Gem News International Gems & Gemology, Volume 45, No. 1

Anahí’s “New” Ametrine


Figure 1. At Bolivia’s Anahí mine, a worker removes an ore car loaded with quartz-bearing material that will then be washed and presorted. Photo by R. Weldon.
The Anahí mine in southeastern Bolivia, near the border with Brazil, has enjoyed consistent production since coming under private control in 1990. The mine is best known for its ametrine (amethyst-citrine), a quartz variety that exhibits two principal colors, purple and yellow (see P. M. Vasconcelos et al., “The Anahí ametrine mine, Bolivia,” Spring 1994 G&G, pp. 4–23). Bolivia is the world’s only commercial source of this gem. Mine owner Ramiro Rivero has transformed operations in recent years to better control production, cutting, jewelry manufacturing, and retail activities, establishing a clear mine-to-market chain of custody for his product (see Winter 2001 GNI, pp. 334–335).

In August 2008, GIA staff members visited Anahí to videotape and report on the mine-to-market operations. The Anahí mine presently employs 74 workers and is active in five tunnels (e.g., figures 1 and 2). The company has also started to process the tailings piles to recover material that is now popular in the market, such as pale amethyst (called anahíta in Bolivia). Taking advantage of abundant groundwater supplies, workers wash the ore on location and then presort it before transport to Minerales y Metales del Oriente, Mr. Rivero’s manufacturing arm in the Bolivian city of Santa Cruz.

Anahí Ametrine Mine Tunnel
Figure 2. This tunnel at the Anahí mine exhibits the richness of the quartz deposit. Photo by Robert Weldon/GIA.

Production at the Anahí mine is lower than it was a decade ago, but Mr. Rivero maintains that is because greater efficiencies in mining, sorting, and cutting have reduced the amount of rough needed for the value-added operations.

Nevertheless, the mine still produces some 2,500–3,500 kg of gem-quality material, from a total 120 tonnes of quartz mined each year. Amethyst averages the highest production (44%), followed by ametrine (33%), and citrine (23%); ametrine remains the most lucrative product.

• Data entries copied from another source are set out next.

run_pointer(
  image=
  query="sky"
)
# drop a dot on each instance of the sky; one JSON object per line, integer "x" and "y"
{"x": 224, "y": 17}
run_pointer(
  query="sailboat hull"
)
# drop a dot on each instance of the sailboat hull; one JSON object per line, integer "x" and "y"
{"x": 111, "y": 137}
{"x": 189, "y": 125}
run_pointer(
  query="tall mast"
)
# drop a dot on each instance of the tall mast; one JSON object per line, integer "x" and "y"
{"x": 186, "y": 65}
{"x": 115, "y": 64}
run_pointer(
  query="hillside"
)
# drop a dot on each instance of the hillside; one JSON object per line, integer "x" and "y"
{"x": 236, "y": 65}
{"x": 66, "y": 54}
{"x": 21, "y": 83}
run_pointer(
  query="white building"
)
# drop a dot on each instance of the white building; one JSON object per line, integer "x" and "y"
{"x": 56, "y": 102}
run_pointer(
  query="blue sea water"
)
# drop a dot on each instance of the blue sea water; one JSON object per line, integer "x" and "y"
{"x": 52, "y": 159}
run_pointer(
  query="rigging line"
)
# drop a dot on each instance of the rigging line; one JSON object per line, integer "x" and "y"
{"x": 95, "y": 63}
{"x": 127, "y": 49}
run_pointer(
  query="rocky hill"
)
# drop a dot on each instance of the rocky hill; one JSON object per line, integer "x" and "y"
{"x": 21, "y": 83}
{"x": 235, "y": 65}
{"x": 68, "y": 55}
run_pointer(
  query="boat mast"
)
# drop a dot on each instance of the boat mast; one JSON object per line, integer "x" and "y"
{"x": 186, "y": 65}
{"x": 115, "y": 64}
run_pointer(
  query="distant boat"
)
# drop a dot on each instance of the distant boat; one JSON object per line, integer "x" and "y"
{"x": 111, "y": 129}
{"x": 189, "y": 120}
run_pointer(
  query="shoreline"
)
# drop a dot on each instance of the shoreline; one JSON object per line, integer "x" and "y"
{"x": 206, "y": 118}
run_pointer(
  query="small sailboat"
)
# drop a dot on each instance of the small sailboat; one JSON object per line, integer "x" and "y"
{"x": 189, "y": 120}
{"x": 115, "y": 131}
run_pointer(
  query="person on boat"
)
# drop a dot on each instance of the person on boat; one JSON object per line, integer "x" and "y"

The proportion of ametrine has actually increased (from 20% a decade ago) because of Mr. Rivero’s success in marketing gems that do not necessarily show the traditional split in amethyst and citrine colors. In the early years of the Anahí mine, ametrines were often faceted as emerald cuts showing a distinct color demarcation to mimic the appeal of bicolored tourmalines. But cutting ametrine for an even color split wastes much of the quartz. While “fantasy” cut gems have long ignored this purple-yellow color demarcation in favor of free-form shapes, Minerales y Metales del Oriente today focuses on a blend of colors in more traditional shapes (i.e., round, oval, or pear). This strategy maximizes yield. In addition to purple, the resulting mix of colors may exhibit “peach” or deep orangy red hues when viewed face-up (e.g., figure 3).

Ametrine Cut
Figure 3. Anahí mine ametrine is cut to maximize yield while also blending the yellow and purple colors. The 33.55 ct gem on the left was cut by Dalan Hargrave; the 44.23 ct concave-cut stone on the right was faceted in Bolivia. Both gems courtesy of Minerales y Metales del Oriente; photos by R. Weldon.
For many years, Minerales y Metales del Oriente developed its own cutting styles and jewelry design prototypes, but contracted with overseas manufacturers for large-scale production. Until recently, it worked with a gem cutting and jewelry manufacturing plant in China. With the global economic downturn, today the company is producing all of its cut gems and finished jewelry in Santa Cruz.